Mon enfant nue sur les galets(nueが女性形なので、enfantが女の子であることがわかる)
小石の上に裸でいるぼくの子ども
Le vent dans tes cheveux défaits
乱れた髪の中の風
Comme un printemps sur mon trajet
ぼくの(人生の)道程における春のよう
Un diamant tombé d’un coffret
小箱から落ちた一つのダイヤモンド
Seule la lumière pourrait (条件法。光だけで、という条件)
光だけで、できてしまうだろう 
Défaire nos repères secrets
ぼくたちの秘密の目印を壊してしまうことが(できてしまうだろう)
Où mes doigts pris sur tes poignets
(その目印には)お前の手首の上に重ねられたぼくの指
Je t’aimais, je t’aime et je t’aimerai
ずっとお前を愛してきた、今もお前を愛している、これからもお前のことを愛していく

[Refrain]
Quoi que tu fasses (fassesはfaireの接続法現在)
お前がどんなことをしても 
L’amour est partout où tu regardes
愛は、お前の目を向ける至るところにある
Dans les moindres recoins de l’espace (moindre-petitの比較級。le moindreは最上級)
本当にちょっとした空間の隅にも
Dans le moindre rêve où tu t’attardes
お前がぐずぐずしている本当にわずかな夢の中にも
L’amour comme s’il en pleuvait (il en pleut – en (amour) が雨のように降る。
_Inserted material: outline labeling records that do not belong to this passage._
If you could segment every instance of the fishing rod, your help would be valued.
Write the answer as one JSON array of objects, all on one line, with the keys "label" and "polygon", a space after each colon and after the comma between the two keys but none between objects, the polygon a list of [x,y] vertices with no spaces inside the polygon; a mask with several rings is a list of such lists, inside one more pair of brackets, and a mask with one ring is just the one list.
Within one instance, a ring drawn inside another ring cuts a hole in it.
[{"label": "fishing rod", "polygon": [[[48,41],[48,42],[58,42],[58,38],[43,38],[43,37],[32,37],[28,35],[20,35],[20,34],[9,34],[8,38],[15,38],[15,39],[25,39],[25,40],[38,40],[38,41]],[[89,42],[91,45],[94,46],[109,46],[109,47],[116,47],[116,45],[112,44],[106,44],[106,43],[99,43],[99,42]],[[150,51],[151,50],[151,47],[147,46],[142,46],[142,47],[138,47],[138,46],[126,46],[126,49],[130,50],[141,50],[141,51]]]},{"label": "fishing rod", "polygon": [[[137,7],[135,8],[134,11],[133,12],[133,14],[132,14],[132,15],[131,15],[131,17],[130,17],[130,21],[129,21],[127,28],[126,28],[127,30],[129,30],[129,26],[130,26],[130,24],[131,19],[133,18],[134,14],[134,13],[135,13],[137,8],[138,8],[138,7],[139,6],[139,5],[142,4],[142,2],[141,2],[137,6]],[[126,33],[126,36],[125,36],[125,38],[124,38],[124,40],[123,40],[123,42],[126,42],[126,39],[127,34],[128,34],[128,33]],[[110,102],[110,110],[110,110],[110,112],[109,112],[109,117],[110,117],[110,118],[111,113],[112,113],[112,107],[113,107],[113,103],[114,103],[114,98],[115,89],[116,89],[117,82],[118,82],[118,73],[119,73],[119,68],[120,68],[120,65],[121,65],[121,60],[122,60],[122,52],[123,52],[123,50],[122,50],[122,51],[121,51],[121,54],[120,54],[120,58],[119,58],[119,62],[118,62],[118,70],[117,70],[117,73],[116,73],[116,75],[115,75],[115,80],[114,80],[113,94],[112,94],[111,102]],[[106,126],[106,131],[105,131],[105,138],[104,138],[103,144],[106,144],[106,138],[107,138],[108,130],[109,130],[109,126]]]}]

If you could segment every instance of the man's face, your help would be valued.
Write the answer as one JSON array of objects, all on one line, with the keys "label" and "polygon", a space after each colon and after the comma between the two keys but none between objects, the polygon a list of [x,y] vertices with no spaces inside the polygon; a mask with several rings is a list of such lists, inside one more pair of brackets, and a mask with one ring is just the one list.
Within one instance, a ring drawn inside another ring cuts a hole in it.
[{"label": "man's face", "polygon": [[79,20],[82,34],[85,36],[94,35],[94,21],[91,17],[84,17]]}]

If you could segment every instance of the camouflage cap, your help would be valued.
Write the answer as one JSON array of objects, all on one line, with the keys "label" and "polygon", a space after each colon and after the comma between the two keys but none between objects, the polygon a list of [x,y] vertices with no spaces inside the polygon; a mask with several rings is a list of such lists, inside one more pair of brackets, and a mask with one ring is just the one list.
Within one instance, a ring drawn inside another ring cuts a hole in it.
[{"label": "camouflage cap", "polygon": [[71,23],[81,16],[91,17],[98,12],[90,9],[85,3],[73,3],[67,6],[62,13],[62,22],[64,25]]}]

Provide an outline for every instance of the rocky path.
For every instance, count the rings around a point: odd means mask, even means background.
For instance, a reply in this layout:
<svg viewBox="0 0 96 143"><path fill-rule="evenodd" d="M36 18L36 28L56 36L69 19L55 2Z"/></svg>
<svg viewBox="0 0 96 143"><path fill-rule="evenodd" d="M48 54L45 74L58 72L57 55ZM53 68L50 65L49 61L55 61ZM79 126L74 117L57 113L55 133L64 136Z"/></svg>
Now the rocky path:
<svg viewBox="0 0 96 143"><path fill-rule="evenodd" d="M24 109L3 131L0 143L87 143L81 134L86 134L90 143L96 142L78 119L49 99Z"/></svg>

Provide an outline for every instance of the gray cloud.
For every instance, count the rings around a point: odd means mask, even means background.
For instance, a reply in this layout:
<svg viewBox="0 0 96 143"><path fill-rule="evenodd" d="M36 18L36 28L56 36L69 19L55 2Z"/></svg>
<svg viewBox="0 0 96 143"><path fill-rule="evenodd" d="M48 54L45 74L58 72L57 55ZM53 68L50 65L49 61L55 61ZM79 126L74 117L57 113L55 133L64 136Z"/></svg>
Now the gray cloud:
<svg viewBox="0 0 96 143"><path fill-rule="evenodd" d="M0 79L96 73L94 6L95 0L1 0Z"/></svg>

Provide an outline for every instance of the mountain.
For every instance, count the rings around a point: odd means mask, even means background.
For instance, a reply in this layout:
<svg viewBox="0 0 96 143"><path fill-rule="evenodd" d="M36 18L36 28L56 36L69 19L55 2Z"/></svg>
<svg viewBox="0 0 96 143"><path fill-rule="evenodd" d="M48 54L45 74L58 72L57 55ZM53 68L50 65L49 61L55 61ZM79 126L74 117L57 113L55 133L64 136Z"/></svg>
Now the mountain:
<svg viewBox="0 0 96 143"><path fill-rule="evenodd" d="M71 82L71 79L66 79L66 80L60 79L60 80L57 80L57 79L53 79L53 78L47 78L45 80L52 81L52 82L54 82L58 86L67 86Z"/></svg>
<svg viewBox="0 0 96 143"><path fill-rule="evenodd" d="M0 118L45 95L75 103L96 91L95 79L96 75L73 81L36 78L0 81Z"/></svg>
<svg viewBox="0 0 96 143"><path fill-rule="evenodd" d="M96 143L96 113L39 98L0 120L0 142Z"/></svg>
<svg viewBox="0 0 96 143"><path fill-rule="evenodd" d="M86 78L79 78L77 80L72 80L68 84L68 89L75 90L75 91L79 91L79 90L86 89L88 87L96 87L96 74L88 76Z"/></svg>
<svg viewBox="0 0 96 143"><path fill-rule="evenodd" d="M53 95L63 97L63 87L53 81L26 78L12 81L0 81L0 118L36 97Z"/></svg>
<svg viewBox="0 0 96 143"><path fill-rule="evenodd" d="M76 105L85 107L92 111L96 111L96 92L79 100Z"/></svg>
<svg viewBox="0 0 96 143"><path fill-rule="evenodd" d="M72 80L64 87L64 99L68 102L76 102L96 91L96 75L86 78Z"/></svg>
comme s’il en pleuvait – たくさん)
愛は、雨が降るみたいに大量に
Nu sur les galets
小石の上に、裸で (mon enfant nue sur les galetsとl’amour nu sur les galetsが対応する)

Le ciel prétend qu’il te connaît
空が言い張る、お前を知っていると、
Il est si beau c’est sûrement vrai
空はとても青い、それは確かに本当だ
Lui qui ne s’approche jamais
空は決して近づかない
Je l’ai vu pris dans tes filets
ぼくは空がお前の網の中に捉えられたのを見た
Le monde a tellement de regrets
世界にはこんなにたくさんの後悔に満ちている
Tellement de choses qu’on promet
約束された多くのこと(に満ちている)
Une seule pour laquelle je suis fait
(その中の)たった一つのことのために、ぼくは作られている(向いている)
Je t’aimais, je t’aime et je t’aimerai
ずっとお前を愛してきた、今もお前を愛している、これからもお前のことを愛していく

On s’envolera du même quai
人は同じ波止場から飛び立つだろう
Les yeux dans les mêmes reflets
目は同じ照り返しの中で
Pour cette vie et celle d’après
この人生でも、この後の人生でも
Tu seras mon unique projet
お前はずっとぼくのただ一つのプロジェクトだろう
Je m’en irai poser tes portraits
ぼくは行くだろう、お前の肖像画を置きに、
A tous les plafonds de tous les palais
あらゆる宮殿のあらゆる天上に
Sur tous les murs que je trouverai
ぼくが見つけることになるあらゆる壁の上に
Et juste en dessous, j’écrirai
そして、その真下に、ぼくは書くだろう
Que seule la lumière pourrait…
光だけで・・・できてしまうだろう、と。

Et mes doigts pris sur tes poignets
お前の手首の上に重ねられたぼくの指
Je t’aimais, je t’aime, je t’aimerai
ずっとお前を愛してきた、今もお前を愛している、これからもお前のことを愛していく


この歌詞の中で、どんな動詞の活用が用いられているのか、確認しておこう。

過去分詞
Cheveux défaits (défaire)
Diamant tombé (tomber)
Mes doits pris (prendre)
Je l’ai vu pris (prendre)

条件法現在
Seule la lumière pourrait défaire (pouvoir)
Comme s’il en pleuvait (pleuvoir)
Que seule lumière pourrait (pouvoir)

接続法現在
Quoi que tu fasses (faire)

直説法現在
L’amour est partout (être)
Partout où tu regardes (regarder)
Rêve où tu t’attardes (attarder)
Le ciel prétend (prétendre)
Il te connaît (connaître)
Il est si beau  (être)
C’est sûrement vrai (être)
Lui qui ne s’approche jamais (approcher)
Le monde a tellement de regrets (avoir)
Tellement de choses qu’on promet (promettre)
Pour laquelle je suis fait (être fait, faire)

複合過去
Je l’ai vu pris (voir)

単純未来
On s’envolera (envoler)
Tu seras mono unique projet (être)
Je m’en irai (s’en aller, aller)
Tous les murs que je trouverai (trouver)
J’écrirai (écrire)


« Je t’aimais, je t’aime, je t’aimerai »は数多くの歌手によってカヴァーされているが、一番印象的なのは、アンヌ・シラ(Anne Sila)がオーディション番組The Voiceで歌ったものだろう。

素朴な歌い方が特徴的なヴィアネ(Vianney)の唄は、語り掛けているようで、アンヌ・シラとは対照的だが、これはこれで心にすっと入ってくる。